What Copeland Counts

Mike Ossipoff dfb at bbs.cruzio.com
Thu Jun 6 02:51:39 PDT 1996


Any Pairwise method, even Copeland or Regular Champion, starts
out by counting voters, to determine which alternative beats which.

But then, if there's a circular tie, that's where Regular Chammpion
parts ways with counting votes. Because now it's candidates that
it counts. The preference voters that the voters cast are no longer
used.

Here's an example that I posted once before:

Say you're part of a group that's voting on what movie to go to
on a particular evening. Say there are Westerns, crime movies,
& adventure movies, and Regular Champion, or some Copeland version,
is used.

Say more voters prefer Westerns to crime movies than vice-versa,
so all the Westerns beat all the crime movies. Similarly, the
crime movies beat the adventure movies, and the adventure
movies beat the Westerns. So it's a circular tie.

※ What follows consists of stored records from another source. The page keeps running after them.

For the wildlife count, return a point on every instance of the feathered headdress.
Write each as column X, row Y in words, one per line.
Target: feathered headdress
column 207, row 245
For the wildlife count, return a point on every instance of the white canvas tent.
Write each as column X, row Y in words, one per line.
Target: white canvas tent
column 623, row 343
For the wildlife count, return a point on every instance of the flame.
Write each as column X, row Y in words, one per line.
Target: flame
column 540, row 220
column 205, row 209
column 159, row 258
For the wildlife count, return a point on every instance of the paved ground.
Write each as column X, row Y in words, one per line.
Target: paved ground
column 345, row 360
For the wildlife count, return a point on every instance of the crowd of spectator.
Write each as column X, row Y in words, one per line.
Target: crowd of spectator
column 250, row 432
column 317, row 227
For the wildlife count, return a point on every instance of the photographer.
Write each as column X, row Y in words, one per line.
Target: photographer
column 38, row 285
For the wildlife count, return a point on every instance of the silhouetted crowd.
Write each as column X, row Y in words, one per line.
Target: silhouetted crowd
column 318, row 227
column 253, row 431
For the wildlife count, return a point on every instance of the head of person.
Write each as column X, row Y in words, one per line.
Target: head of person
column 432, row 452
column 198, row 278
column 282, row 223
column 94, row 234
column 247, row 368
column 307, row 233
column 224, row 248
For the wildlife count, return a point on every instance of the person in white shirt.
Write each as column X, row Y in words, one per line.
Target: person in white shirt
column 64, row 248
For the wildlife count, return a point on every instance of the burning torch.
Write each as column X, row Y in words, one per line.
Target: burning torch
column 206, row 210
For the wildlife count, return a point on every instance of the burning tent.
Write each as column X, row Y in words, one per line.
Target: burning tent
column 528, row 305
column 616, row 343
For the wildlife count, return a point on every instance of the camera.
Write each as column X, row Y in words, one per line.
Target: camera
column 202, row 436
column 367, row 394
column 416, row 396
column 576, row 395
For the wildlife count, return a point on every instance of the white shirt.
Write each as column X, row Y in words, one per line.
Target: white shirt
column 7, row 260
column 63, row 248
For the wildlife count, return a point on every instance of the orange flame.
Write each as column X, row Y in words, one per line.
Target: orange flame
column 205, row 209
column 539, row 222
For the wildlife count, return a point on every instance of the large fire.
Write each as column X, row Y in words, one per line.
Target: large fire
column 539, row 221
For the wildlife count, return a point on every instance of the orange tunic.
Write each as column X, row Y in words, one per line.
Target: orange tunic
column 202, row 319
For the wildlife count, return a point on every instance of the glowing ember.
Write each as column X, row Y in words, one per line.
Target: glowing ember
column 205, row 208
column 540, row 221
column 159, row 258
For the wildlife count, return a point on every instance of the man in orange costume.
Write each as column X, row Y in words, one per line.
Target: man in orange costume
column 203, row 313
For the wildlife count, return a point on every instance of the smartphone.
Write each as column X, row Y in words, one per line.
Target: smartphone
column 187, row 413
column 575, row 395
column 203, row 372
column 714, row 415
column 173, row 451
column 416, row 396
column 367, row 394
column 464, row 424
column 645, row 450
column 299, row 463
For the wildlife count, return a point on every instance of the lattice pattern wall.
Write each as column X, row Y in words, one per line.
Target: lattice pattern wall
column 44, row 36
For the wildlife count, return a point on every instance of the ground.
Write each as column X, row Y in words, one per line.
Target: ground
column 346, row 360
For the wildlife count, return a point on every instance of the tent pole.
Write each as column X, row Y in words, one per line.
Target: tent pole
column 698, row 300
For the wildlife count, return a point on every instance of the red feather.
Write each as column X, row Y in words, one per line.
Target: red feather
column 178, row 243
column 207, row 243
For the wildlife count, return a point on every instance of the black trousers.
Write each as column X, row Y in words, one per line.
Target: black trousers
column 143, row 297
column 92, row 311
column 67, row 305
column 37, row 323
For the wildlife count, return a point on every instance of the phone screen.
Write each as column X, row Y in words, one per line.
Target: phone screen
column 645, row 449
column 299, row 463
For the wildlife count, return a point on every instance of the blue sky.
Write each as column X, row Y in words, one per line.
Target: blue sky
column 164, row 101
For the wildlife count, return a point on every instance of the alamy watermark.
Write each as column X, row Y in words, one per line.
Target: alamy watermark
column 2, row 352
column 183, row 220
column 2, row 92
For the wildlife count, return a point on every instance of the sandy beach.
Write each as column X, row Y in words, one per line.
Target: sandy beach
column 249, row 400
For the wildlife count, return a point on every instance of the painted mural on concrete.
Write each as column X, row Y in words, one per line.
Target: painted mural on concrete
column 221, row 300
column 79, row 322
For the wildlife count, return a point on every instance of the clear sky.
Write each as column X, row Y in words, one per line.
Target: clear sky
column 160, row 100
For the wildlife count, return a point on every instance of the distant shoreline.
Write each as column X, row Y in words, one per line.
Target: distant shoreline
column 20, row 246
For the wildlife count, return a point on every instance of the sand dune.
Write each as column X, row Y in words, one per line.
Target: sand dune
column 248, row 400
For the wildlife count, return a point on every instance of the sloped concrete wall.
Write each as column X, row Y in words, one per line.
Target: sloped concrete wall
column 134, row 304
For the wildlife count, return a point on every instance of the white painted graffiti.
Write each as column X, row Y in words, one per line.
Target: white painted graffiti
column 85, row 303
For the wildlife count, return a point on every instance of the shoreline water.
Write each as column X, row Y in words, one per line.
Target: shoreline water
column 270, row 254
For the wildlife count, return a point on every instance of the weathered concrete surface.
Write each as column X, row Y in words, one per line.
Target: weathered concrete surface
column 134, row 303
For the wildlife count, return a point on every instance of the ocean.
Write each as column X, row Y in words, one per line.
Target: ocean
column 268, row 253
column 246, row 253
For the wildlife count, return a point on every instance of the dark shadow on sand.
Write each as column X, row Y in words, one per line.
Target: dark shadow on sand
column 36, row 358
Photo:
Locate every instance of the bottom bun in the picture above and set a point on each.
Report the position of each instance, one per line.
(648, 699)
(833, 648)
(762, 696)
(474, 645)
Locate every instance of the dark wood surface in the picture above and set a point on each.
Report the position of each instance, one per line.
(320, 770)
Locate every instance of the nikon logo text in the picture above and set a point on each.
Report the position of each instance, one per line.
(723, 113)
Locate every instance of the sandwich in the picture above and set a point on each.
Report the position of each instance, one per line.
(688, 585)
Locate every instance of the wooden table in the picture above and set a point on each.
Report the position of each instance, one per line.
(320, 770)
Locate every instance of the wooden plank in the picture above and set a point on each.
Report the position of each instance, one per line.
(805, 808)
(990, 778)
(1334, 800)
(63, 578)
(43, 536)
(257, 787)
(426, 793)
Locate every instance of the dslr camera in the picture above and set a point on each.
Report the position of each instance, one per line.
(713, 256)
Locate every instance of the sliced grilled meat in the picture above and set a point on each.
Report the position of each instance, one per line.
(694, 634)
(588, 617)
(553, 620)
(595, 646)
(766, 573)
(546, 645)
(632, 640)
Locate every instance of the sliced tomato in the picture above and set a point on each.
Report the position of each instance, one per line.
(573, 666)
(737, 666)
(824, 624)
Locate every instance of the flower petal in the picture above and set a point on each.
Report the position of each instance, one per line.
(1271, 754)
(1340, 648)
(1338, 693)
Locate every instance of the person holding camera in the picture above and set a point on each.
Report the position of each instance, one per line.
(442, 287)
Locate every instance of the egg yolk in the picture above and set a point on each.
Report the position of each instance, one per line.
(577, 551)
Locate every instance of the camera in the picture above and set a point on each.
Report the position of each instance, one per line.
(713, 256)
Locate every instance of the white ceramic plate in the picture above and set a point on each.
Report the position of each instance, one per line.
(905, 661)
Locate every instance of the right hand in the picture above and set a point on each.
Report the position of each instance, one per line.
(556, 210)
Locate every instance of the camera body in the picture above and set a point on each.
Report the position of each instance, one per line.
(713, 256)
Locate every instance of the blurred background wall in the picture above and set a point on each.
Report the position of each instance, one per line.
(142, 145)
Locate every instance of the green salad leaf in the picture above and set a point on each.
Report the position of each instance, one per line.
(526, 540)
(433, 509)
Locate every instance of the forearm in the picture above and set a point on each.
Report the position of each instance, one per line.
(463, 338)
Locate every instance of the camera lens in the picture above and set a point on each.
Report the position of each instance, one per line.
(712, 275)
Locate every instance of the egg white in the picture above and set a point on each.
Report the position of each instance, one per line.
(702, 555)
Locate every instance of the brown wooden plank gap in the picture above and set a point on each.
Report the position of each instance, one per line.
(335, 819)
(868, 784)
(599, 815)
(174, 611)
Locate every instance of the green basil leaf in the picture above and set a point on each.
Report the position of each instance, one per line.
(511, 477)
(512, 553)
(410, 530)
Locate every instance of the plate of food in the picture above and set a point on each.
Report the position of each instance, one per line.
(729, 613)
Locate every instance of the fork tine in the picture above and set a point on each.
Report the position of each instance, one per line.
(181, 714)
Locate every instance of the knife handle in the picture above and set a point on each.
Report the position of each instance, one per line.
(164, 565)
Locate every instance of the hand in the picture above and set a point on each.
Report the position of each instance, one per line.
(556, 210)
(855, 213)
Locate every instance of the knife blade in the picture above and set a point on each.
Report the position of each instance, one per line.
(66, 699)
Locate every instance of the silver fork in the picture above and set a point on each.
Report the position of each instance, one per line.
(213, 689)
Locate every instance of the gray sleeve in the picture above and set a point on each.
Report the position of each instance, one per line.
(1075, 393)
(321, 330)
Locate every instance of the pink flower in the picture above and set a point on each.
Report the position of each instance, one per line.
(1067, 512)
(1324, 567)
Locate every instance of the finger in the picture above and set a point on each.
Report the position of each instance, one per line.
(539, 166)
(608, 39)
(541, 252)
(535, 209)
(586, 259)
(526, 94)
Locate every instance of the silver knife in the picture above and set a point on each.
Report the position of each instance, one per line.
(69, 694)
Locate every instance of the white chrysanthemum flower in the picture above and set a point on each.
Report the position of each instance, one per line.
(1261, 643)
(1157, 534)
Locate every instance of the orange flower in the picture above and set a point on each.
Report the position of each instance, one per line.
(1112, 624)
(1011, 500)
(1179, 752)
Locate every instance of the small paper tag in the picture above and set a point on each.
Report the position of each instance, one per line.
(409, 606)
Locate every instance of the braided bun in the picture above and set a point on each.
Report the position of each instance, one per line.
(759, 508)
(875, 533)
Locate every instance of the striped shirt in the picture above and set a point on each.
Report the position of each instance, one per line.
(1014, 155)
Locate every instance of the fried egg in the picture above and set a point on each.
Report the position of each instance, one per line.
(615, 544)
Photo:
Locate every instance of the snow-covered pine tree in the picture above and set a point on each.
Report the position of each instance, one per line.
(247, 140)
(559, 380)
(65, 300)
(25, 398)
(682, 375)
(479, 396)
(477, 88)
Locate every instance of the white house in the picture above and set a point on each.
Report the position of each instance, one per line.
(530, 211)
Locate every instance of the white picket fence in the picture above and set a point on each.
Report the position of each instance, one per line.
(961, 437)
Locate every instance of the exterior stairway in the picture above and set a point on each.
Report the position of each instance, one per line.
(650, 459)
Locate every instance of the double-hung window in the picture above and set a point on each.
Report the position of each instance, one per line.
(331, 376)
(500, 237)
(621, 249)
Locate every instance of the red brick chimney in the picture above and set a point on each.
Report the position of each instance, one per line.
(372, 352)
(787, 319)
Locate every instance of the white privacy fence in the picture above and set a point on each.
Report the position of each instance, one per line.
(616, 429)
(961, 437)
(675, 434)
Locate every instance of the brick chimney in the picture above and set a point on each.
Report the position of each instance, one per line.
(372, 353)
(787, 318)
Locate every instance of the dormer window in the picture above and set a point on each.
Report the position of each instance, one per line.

Now, say there are lots of crime movies, and very few adventure
movies on that particular evening. This means that a Western
will win, by Copeland's count rule. The number of movies of
the various genres playing that evening determines which 
Genre will win. Nonsense. Copeland is nonsense. The voters are
what should matter, not how many movies of each type are
playing, in determing which genre the winning movie comes from.

Of course it could just as easily have been political parties
& candidates instead of genres & movies. What kind of a way
is that to pick a winning party? 

And since Copeland is so indecisive--completely indecisive in
a 3-candidate circular tie--what if we were to ask what the
justification is for choosing the winner by plurality?